James Heartfield Heartfield at blueyonder.co.uk
Tue Nov 29 12:30:28 PST 2011


(British) Foreign Office hopes, more like. There is no doubt that the European Economy is in bad shape, but ‘collapse in the Euro’ is a bit fantastical, and also a bit ambiguous. Of course the Euro can lose value, that is already happening (though, not it seems as much as Sterling has lost value in my recent experience – after all, Sterling’s value was much more inflated by the pre-2008 asset boom than was the Euro, which is lucky enough to have a very solid industrial base behind it).

But there is also a lot of meaningless speculation about the disintegration of the Euro as a currency, which is simply unjustified. The Euro will no more ‘fail’ that the dollar will ‘fail’. There is no way that the Eurozone participants could return to their national currencies, which just don’t exist anymore. The idea that the Greeks would return to the Drachma was bizarre.

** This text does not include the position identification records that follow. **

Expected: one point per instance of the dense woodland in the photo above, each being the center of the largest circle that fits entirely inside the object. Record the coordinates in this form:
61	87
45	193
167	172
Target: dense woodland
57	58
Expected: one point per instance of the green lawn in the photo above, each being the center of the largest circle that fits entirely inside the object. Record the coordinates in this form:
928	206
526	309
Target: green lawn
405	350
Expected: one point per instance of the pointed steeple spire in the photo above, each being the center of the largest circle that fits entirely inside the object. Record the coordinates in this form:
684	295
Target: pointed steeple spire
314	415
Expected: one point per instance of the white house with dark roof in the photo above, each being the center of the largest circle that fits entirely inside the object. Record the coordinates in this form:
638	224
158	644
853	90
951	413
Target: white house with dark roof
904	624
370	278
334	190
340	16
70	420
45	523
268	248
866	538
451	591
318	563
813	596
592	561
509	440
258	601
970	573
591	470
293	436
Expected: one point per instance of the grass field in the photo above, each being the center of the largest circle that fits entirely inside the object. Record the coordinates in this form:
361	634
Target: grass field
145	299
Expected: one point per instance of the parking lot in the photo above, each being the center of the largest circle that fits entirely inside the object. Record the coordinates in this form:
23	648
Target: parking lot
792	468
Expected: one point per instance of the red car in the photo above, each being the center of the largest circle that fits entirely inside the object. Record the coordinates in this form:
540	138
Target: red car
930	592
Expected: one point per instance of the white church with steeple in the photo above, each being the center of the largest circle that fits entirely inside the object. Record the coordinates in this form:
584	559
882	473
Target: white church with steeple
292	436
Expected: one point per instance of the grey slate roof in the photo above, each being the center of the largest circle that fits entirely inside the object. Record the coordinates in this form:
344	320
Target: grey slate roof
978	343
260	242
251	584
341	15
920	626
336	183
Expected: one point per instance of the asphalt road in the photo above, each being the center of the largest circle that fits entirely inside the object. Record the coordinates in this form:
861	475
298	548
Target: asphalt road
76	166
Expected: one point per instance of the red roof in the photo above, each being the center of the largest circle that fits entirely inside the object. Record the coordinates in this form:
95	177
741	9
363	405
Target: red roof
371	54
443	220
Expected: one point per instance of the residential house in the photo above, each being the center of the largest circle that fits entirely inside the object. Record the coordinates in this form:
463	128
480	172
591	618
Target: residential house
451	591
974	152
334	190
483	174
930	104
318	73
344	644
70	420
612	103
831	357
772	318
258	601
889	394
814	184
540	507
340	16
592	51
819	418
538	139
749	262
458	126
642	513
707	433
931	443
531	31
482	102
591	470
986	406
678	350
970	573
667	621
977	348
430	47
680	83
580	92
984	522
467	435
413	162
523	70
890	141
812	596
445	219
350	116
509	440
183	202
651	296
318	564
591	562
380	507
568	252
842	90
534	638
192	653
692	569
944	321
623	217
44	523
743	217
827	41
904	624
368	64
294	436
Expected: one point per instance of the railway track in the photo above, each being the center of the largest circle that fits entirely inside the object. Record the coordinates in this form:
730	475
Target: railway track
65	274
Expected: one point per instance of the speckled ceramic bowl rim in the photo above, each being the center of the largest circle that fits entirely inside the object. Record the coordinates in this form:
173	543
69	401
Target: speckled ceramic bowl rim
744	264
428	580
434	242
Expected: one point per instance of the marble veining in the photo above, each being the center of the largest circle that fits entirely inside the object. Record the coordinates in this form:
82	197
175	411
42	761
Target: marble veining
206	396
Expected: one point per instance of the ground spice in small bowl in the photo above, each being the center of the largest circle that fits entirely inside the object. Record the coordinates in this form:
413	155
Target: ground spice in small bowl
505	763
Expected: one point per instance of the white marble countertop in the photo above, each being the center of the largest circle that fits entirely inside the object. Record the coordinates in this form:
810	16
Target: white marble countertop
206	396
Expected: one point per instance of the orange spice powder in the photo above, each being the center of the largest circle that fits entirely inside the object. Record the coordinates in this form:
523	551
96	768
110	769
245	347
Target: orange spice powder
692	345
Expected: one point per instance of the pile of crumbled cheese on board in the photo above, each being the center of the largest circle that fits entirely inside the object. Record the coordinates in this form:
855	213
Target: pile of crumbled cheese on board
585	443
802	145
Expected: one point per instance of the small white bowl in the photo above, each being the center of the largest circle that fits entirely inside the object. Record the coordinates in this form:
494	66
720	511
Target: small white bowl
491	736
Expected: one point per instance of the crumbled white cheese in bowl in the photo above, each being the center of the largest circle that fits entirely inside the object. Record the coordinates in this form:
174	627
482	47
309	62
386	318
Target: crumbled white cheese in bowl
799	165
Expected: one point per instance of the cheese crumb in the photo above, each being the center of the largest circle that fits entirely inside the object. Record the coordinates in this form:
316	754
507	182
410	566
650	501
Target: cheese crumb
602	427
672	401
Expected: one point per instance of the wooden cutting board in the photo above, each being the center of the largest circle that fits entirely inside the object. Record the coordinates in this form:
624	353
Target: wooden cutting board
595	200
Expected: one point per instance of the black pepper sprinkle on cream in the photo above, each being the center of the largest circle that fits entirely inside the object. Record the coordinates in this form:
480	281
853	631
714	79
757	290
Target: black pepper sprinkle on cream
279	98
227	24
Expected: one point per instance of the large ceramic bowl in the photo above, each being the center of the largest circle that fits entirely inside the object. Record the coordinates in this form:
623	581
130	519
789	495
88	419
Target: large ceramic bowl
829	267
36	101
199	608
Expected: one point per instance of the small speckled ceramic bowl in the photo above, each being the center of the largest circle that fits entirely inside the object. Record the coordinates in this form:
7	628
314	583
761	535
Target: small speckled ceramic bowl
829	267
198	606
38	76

How would it make sense to try to found a new currency precisely at the point that your economy was screwed? What would you back the currency with? And why would Greece’s debtors think that was a good idea?

As is abundantly clear, the crisis in the European Union, which is exacerbated by the economic crisis – but is predated a political crisis of legitimacy – will always lead to a greater degree of institutional integration of the European Union (unless or until such a time that there is a new political movement in Europe, either national or Europe-wide). Already that can be seen in the suspension of the party political process in Greece and Italy, and the substitution of European officials like Mario Monti for an elected government. Make no mistake, this is the slow erosion of democracy in Europe, and its subvention by a Euro-bureaucracy.

Riots? Maybe. But until the demonstrators take on the EU itself, there will be no challenge to its ‘ever greater union’.